In the hours after the May 22 ambush, the head of the Colombian army stood by his men, calling the massacre a tragic case of friendly fire, with the soldiers likely having mistaken the armed police for leftist rebels known to operate in the area.
But the nation's chief criminal investigator quickly produced a more chilling motive. "This was not a mistake, it was a crime -- a deliberate, criminal decision," Mario Iguaran, the prosecutor general, said on June 1. "The army was doing the bidding of drug traffickers."
The same day, eight soldiers, including the colonel who commanded them, were arrested based largely on evidence obtained by agents of the federal prosecutor's office. With the investigation expanding, seven more soldiers were ordered to turn themselves in on Saturday. All are expected to face charges of aggravated homicide.

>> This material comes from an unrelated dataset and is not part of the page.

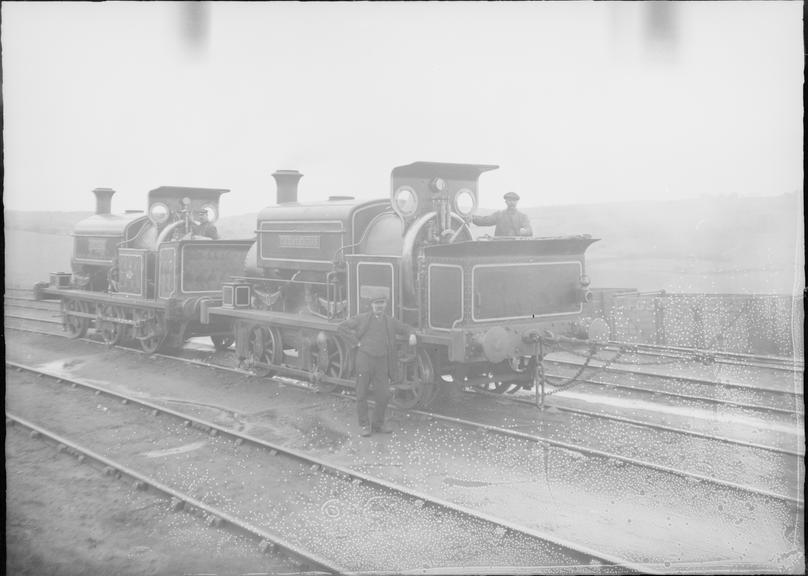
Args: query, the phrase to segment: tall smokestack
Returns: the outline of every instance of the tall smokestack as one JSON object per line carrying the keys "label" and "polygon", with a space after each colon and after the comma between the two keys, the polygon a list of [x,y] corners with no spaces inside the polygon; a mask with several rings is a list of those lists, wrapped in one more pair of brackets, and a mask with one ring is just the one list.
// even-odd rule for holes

The allegation of a premeditated massacre follows findings by the United Nations and human rights groups that Colombia's military is behind a recent wave of disappearances and killings of unarmed civilians. Together, the charges have damaged the credibility of an army on which President Alvaro Uribe has leaned heavily in a remarkably successful effort to reduce rebel attacks and kidnappings for ransom. The ambush also drew a rare rebuke from Colombia's backers in the U.S. Congress, which has approved $4 billion in mostly military and anti-narcotics aid since 2000.
But despite public outrage over the killing of the squad, and to the dismay of senior police officials, Uribe has not reprimanded top military brass. That baffles many people, considering he has dismissed 11 army generals since taking office in 2002 for far lesser acts of negligence.
"What took place in Jamundi changes your thought process," Iguaran said in an interview. "Previously, I had the impression that the human rights abuses, if inevitable in every army throughout the world, weren't a real problem in Colombia. Now I have my doubts."
The scandal has revived allegations that troops were involved in a wave of killings of civilians who the army claimed were rebels killed in combat. Just this month, an army captain and three subordinates were arrested in Antioquia state on suspicion of masterminding the June 1 abduction of Saul Manco Jaramillo, a salesman who was snatched from a taxi while with his girlfriend. He has not been seen since.
In Washington, Rep. Jim McGovern (D-Mass.) proposed cutting U.S. aid to Colombia's military and police next year by $30 million, a symbolic 5 percent. His proposal failed, although 174 congressmen supported it.